D’altra parte, la necessità dell’agenzia di togliere quest’ultima dall’
impasse in cui giace da un po’ di tempo per via di diversi problemi sorti nell'evolversi della missione (che peraltro ha sforato e non di poco l’ammontare degli investimenti inizialmente stimati) potrebbe rappresentare un’ottima spinta per accelerare il processo di sviluppo della sua IA.
Tra limiti e opportunità “extra-spaziali”
Uno dei grandi nodi da sciogliere ha a che fare con le modalità con le quali il
machine learning, l'apprendimento automatico, potrà essere impiegato nello spazio, dove non è possibile far transitare grandi quantità di dati attraverso i supercomputer.
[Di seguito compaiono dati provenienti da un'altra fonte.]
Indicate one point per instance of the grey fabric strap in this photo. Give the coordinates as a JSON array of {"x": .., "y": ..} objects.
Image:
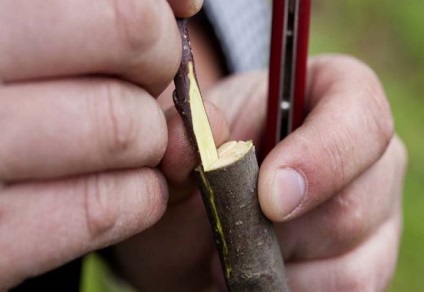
[{"x": 243, "y": 29}]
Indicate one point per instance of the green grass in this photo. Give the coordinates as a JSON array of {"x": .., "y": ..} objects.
[{"x": 389, "y": 36}]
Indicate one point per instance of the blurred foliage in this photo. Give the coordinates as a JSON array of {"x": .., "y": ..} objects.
[{"x": 389, "y": 36}]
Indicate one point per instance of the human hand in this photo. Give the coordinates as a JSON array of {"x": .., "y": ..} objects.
[
  {"x": 341, "y": 235},
  {"x": 81, "y": 131}
]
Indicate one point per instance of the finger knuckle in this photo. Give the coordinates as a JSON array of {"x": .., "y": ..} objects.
[
  {"x": 153, "y": 197},
  {"x": 100, "y": 211},
  {"x": 348, "y": 223},
  {"x": 135, "y": 23},
  {"x": 116, "y": 122}
]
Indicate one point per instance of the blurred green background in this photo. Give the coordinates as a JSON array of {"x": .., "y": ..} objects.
[{"x": 389, "y": 36}]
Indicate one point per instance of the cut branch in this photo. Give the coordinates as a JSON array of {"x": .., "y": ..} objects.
[{"x": 227, "y": 178}]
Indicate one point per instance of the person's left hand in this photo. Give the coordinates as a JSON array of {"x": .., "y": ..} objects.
[{"x": 333, "y": 187}]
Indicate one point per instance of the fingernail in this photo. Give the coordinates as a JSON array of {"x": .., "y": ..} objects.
[{"x": 288, "y": 191}]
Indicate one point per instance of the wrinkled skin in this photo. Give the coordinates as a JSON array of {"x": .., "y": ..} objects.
[{"x": 83, "y": 135}]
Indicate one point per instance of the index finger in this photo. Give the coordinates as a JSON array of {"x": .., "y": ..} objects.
[{"x": 135, "y": 39}]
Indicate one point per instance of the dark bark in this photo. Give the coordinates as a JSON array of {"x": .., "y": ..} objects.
[
  {"x": 246, "y": 241},
  {"x": 182, "y": 83},
  {"x": 245, "y": 238}
]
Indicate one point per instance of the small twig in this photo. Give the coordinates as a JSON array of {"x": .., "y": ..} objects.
[{"x": 245, "y": 238}]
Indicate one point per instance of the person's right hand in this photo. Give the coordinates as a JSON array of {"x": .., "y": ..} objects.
[{"x": 80, "y": 128}]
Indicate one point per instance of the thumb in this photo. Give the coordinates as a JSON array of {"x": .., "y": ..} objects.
[{"x": 347, "y": 130}]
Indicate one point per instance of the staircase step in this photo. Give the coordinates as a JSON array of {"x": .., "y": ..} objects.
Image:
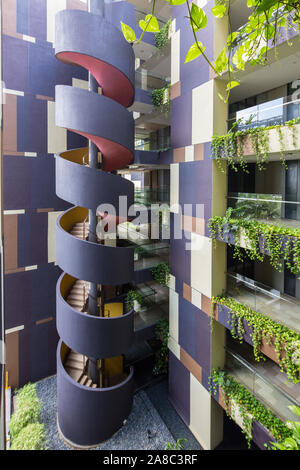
[{"x": 73, "y": 356}]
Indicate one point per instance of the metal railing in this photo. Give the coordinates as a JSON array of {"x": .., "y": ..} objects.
[
  {"x": 264, "y": 299},
  {"x": 260, "y": 386},
  {"x": 270, "y": 113}
]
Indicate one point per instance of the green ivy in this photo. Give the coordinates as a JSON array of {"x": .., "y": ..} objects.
[
  {"x": 285, "y": 341},
  {"x": 161, "y": 274},
  {"x": 292, "y": 442},
  {"x": 162, "y": 355},
  {"x": 249, "y": 407},
  {"x": 231, "y": 145},
  {"x": 161, "y": 97},
  {"x": 162, "y": 37},
  {"x": 25, "y": 430},
  {"x": 272, "y": 236}
]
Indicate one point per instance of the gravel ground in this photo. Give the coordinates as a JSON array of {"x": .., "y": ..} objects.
[{"x": 133, "y": 436}]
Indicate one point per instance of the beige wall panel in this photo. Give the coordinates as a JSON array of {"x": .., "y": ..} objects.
[
  {"x": 174, "y": 347},
  {"x": 84, "y": 84},
  {"x": 206, "y": 416},
  {"x": 201, "y": 264},
  {"x": 57, "y": 136},
  {"x": 202, "y": 112},
  {"x": 174, "y": 185}
]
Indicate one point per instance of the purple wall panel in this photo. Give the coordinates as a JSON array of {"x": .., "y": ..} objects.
[
  {"x": 181, "y": 121},
  {"x": 180, "y": 260},
  {"x": 194, "y": 332},
  {"x": 17, "y": 299},
  {"x": 33, "y": 239},
  {"x": 32, "y": 18},
  {"x": 195, "y": 184},
  {"x": 179, "y": 387},
  {"x": 32, "y": 124}
]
Un approccio dato per vincente potrebbe essere quello del cosiddetto “
apprendimento federato” in cui le macchine coinvolte possono condividere le conoscenze, e continuare a imparare senza trasmettere grandi quantità di dati alla Terra.
Per condurre il suo
progetto di IA generativa, la NASA ha scelto di affidarsi a IBM, che ha utilizzato il suo Watsonx.ai, rilasciato di recente, come modello di base, sfruttando i dati satellitari HLS (Harmonized Landsat Sentinel-2) raccolti dalla coppia di satelliti Sentinel-2 dell'ESA, mandati in orbita con il preciso scopo di acquisire immagini ottiche ad alta risoluzione su terreni e regioni costiere in 13 bande spettrali.
La cosa interessante del progetto è che non si concentrerà esclusivamente sul fronte “spaziale” ma avrà applicazioni più generali, fungendo da base informativa anche per altri settori che riguardano la scienza della Terra, dagli studi sull’inquinamento e dei cambiamenti climatici alla deforestazione e alle previsioni sulla resa dei raccolti.
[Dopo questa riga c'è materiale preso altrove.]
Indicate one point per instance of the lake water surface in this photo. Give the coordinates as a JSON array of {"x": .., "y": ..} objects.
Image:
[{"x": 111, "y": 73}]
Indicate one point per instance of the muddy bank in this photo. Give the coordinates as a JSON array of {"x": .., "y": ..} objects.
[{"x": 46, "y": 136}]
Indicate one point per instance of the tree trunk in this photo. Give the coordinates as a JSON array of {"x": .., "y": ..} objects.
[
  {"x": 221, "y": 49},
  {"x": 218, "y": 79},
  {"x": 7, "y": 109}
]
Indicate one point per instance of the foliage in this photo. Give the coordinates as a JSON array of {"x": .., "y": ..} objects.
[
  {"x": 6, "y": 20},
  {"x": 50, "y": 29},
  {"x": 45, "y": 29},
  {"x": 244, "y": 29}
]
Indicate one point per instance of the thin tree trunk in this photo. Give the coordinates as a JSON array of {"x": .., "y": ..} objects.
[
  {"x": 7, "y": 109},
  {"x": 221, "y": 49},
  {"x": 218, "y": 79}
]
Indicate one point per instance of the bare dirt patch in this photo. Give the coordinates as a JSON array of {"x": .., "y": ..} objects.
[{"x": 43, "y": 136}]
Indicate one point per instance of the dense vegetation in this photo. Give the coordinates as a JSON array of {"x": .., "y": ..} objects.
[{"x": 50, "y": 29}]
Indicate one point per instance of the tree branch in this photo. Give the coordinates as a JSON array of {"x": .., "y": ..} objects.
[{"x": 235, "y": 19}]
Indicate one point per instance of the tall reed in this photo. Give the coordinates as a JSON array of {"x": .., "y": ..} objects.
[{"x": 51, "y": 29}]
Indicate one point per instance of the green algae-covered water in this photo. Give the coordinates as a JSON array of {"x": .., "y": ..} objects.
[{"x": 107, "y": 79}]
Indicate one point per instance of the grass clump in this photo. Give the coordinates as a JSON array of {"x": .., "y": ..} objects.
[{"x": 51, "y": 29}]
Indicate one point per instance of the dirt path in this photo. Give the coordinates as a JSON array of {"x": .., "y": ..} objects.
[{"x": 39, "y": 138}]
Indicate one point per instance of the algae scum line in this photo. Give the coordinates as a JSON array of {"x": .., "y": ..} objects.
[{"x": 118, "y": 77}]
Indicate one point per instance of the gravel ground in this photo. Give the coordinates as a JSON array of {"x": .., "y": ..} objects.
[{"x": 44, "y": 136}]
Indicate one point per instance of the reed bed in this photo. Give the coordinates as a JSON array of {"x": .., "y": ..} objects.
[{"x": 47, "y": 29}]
La stessa agenzia prevede che i suoi progetti di ricerca in campo biologico, nel corso del 2024 produrranno qualcosa come oltre 250.000 Terabyte di dati che saranno, in gran parte, composti da informazioni di carattere geografico e geologico, e da immagini satellitari del Pianeta, che il “
GPT spaziale” dovrà analizzare e rendere disponibili in una forma di semplice utilizzo per aiutare gli scienziati americani nelle loro ricerche e nelle loro analisi predittive.